I used PCA analysis on my dataset like so:
from sklearn.decomposition import PCA
pca = PCA(n_components=3)
principalComponents = pca.fit_transform(scale_x)
principalDf = pd.DataFrame(data=principalComponents, columns = ['PC1', 'PC2', 'PC3'])
and then on visualizing the results with MatPlotLib - I can see a division between my two classes like so:
from mpl_toolkits.mplot3d import Axes3D
fig = plt.figure()
ax = fig.add_subplot(111, projection='3d')

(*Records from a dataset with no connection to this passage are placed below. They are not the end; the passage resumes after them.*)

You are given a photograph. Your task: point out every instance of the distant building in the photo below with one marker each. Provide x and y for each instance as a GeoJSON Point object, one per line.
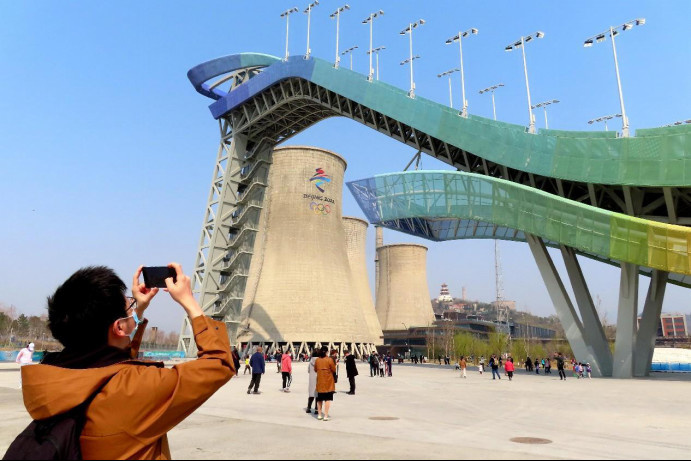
{"type": "Point", "coordinates": [510, 304]}
{"type": "Point", "coordinates": [521, 330]}
{"type": "Point", "coordinates": [444, 296]}
{"type": "Point", "coordinates": [671, 325]}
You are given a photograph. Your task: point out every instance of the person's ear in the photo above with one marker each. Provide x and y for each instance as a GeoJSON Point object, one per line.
{"type": "Point", "coordinates": [118, 329]}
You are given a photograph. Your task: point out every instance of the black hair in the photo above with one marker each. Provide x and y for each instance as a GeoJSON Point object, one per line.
{"type": "Point", "coordinates": [82, 309]}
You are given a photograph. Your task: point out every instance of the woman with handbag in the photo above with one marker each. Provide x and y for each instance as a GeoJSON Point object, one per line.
{"type": "Point", "coordinates": [325, 367]}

ax.scatter(principalDf['PC1'].values, principalDf['PC2'].values, principalDf['PC3'].values, c=['red' if m==0 else 'green' for m in y], marker='o')
ax.set_xlabel('PC1')
ax.set_ylabel('PC2')
ax.set_zlabel('PC3')
plt.show()
but then when I use a classification model like SVM or Logistic Regression, it is unable to learn this relation:
from sklearn.linear_model import LogisticRegression
lg = LogisticRegression(solver = 'lbfgs')
lg.fit(principalDf.values, y)
lg_p = lg.predict(principalDf.values)
print(classification_report(y, lg_p, target_names=['Failure', 'Success']))

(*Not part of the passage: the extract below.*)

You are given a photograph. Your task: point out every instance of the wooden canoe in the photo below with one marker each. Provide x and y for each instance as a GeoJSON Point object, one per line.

precision recall f1-score support Failure 1.00 0.03 0.06 67 Success 0.77 1.00 0.87 219 accuracy 0.77 286 macro avg 0.89 0.51 0.46 286 weighted avg 0.82 0.77 0.68 286
What could be the reason for this?
First, use three features PC1, PC2, PC3. Additional features (PC4 ~ PC6), which is not expressed in the graph, may affects the classification result.
Second, a classifier sometimes is not trained well as you think. I recommend to use decision tree instead of the classifiers you use, because tree is (horizon) linear classifier and it would be yield the result you think.